Matt Jones and Jim Sokolowski, of Tessella, show how data analytics can give insight into corrosion rates to reduce risk and maintenance costs.
Riser and slip joint on a semisubmersible oil rig. Photo from iStock.
Corrosion is a fact of life in offshore environments, and offshore production costs are significantly impacted by it. It is often a known unknown, and this makes business and investment decisions that need to consider its impact harder and riskier.
This offers an even trickier proposition when facilities are nearing the end of their life and alternatives, such as carbon capture and storage (CCS) in depleted reservoirs, are being considered.
Such an alternative was being considered by an operator in the North Sea. But, the firm wanted to understand the possible causes of corrosion on its existing facility, to be able to predict future corrosion accurately. These insights could be used to make other decisions, such as how to optimally plan expensive corrosion re-measurement campaigns.
The company had just less than 10 years of historical eddy current data about surface casing and conductor corrosion from scheduled measurement campaigns, as well as original spud data. However, there was a need to truly understand what this data meant. The data showed that some wells had significantly worse corrosion than others that appeared to be “similar,” but they were unsure why.
As mentioned, some of the historical data was eddy current measurements – a common corrosion test by which a magnetic field is applied to the material, and variations in the electrical conductivity and magnetic permeability are used to map corrosion – and there were significant questions about the validity of these measurements. Taking accurate corrosion measurements like these are complex and often the uncertainties and errors can be so large that the measurement ranges from useful, to useless.
Tessella started a first principles analysis to deepen the understanding of the root cause of corrosion by exploring 20GB of data acquired from historical operational measurements from the PI historian, captured over nearly 20 years. The data did not require special processing or cleaning prior to use.
Our data scientists explored the time histories of all the operational data for temperatures, pressures, production rates and water rates, and used a range of statistical techniques (principal component analysis, dimensionality reduction and cluster identification) to find structure in this history. They examined whether any of these clusters correlated with the corrosion levels, then drilled down into the underlying variables to understand what element in the historical record was driving this.

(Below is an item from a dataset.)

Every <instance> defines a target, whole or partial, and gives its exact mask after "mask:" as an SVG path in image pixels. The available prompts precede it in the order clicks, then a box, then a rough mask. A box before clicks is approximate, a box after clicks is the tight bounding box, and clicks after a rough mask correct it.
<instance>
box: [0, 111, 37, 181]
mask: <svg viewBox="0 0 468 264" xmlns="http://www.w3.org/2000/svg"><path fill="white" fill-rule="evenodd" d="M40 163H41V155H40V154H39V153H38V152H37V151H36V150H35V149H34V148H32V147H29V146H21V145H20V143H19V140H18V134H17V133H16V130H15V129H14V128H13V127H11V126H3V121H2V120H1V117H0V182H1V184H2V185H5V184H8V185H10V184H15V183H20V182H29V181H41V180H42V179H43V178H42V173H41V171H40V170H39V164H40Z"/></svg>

By applying knowledge of corrosion chemistries and environmental mechanisms that accelerate the corrosion process, the operational details from the historic data could be used to determine possible likely causes of the high corrosion in the affected casing.
Next, Tessella’s data scientists focused on estimating the future corrosion of casings in a new study in a depleted field, to help assess its potential long-term use in a CCS capacity.
This work had started from a scientific publication in 2005 that had presented a methodology to estimate corrosion rates more effectively. The approach assumes a particular stochastic corrosion model, and then uses Bayesian probability techniques to estimate the associated parameters, such as mean corrosion rate.
The analytics team then enhanced this Bayesian approach to be more appropriate to the issue of interest. This required analyzing and modeling the errors in the corrosion measurement process, developing a new understanding, as well as leveraging prior information using data from previous fields.
The resulting models were able to predict mean corrosion rates of well casings across the second depleted field, as well as associated uncertainties and also sensitivities of the results to the various assumptions made. This allowed our data scientists to understand how far existing infrastructure has corroded, and predict the associated future lifetime, and hence suitability, for use in the CCS context.
In addition, the analysis showed the ability to optimize future corrosion measurement campaigns based on individual well corrosion predictions and uncertainties, with associated cost savings.
The key to successful data projects
There are several factors that made this data project a success. First, there was a clear objective and business question. The approach was then focused on using the data to look for the insight needed.
Second, those involved understood the business, scientific and engineering challenge, as well as the data. Meaning, the context of what the data was telling them was understood, and they could hypothesize about what correlations mean, and then rigorously test them to establish causation.
Finally, the project looked at how data could quickly address a specific problem and in a timescale of weeks, not years. By taking the right approach, data analytics can deliver real business value, quickly.